In a surprise on-screen appearance in Alfred Hitchcock’s Technicolor remake of The Man Who Knew Too Much (1956) the composer of Vertigo can be seen conducting in the Royal Albert Hall; the music is not his own but a rejigged version of the Storm Cloud Cantata by Arthur Benjamin composed for Hitchcock’s 1934 original. Bernard Herrmann was never engaged to conduct at the Proms and not one of his concert pieces has been revived since his death. The biographical note printed in the programme booklet simply waved them away, without even checking how many symphonies the man composed. So how ‘good’ was the three-part Vertigo suite sampled here? The performance certainly seemed efficient, the Royal Albert Hall organ substituting for the specified Hammond organ with such discretion that one barely noticed its presence. As throughout the night, the strings were underpowered from my perch in the stalls but it mattered less in this idiosyncratic distillation of – what? – Delius or Holst perhaps, scored with exquisite care. All three movements being short, only the last of them, the film’s central love scene, really worked in the concert context. What Gimeno’s conducting lacked was the kind of passion and grit we know Herrmann required of his collaborators though he might have appreciated the unforced tempos. There was elegance, clarity and precision with the longish stick, Claudio Abbado a plausible visual model.

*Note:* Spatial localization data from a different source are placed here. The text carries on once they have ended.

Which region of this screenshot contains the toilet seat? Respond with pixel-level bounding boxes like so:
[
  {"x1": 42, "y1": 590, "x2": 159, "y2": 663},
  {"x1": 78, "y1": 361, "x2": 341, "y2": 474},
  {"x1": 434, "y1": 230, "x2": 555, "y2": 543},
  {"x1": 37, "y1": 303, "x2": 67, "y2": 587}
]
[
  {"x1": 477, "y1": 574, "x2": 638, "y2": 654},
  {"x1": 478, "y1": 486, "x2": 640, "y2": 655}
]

The Korngold was altogether riper in this account although it doesn’t have to be. Vadim Gluzman is a powerful player with old-school ideas of tonal projection. It comes as no surprise to learn that Isaac Stern was an early mentor. Many violinists cannot be heard in the big barn. Not so this one but was his unremittingly powerful account not ultimately a little wearing? The intonation needs to be spot on for this kind of single-mindedness. The conductor put on the breaks to indulge the finale’s mock-Hollywood climax without making it clear whether there were inverted commas in place. Elsewhere he appeared to have a more carefully inflected performance in mind than the one actually delivered. Gluzman’s encore was a Serenade by Valentin Silvestrov, the composer newly fashionable of course but not easily interpreted when his utterances encode the idea of civilisation on the brink, sometimes as here in the simplest terms. The piece needed less insistent vibrato.
After the interval, the lighting team gave us a pink glow to replace the green and we were pitched into yet more uncertain territory. Prokofiev, who liked to think of himself as an opera composer, had a habit of setting unlikely source material and never more so than the quasi-supernatural love triangle from which he then hacked out a Third ‘Symphony’. For decades the music found readier acceptance in this form though closer to our own time directors have relished the original’s lurid mix of heartfelt expressionism and camply comic Grand Guignol. If tight rhythmic definition, textural elucidation and a general lightness of approach were meant to characterize Gimeno’s approach, not unlike Abbado’s own perhaps (he conducted it at a Prom in 1977 before anyone else), they did not survive exposure to the erratic acoustic. Slated to take over at Madrid’s Teatro Real Opera, Gimeno started as a percussionist but it was the music’s big string lines that needed help. Renata’s big first movement theme barely registered at the start which made much of what followed seem mushy and inconsequential. The inner movements were much more memorable with plenty of muted spookiness in the second and more demonstrative poltergeist activity in the third. The trio had the Mediterranean warmth of William Walton though not for the first time one wondered quite what function is served by such an abrupt contrast. The finale worked as well or as badly as the opening movement: plenty of heft and thrust, not much audible purpose. Prokofiev’s fault, and that of the Victorian architects? Yes, but only to a degree.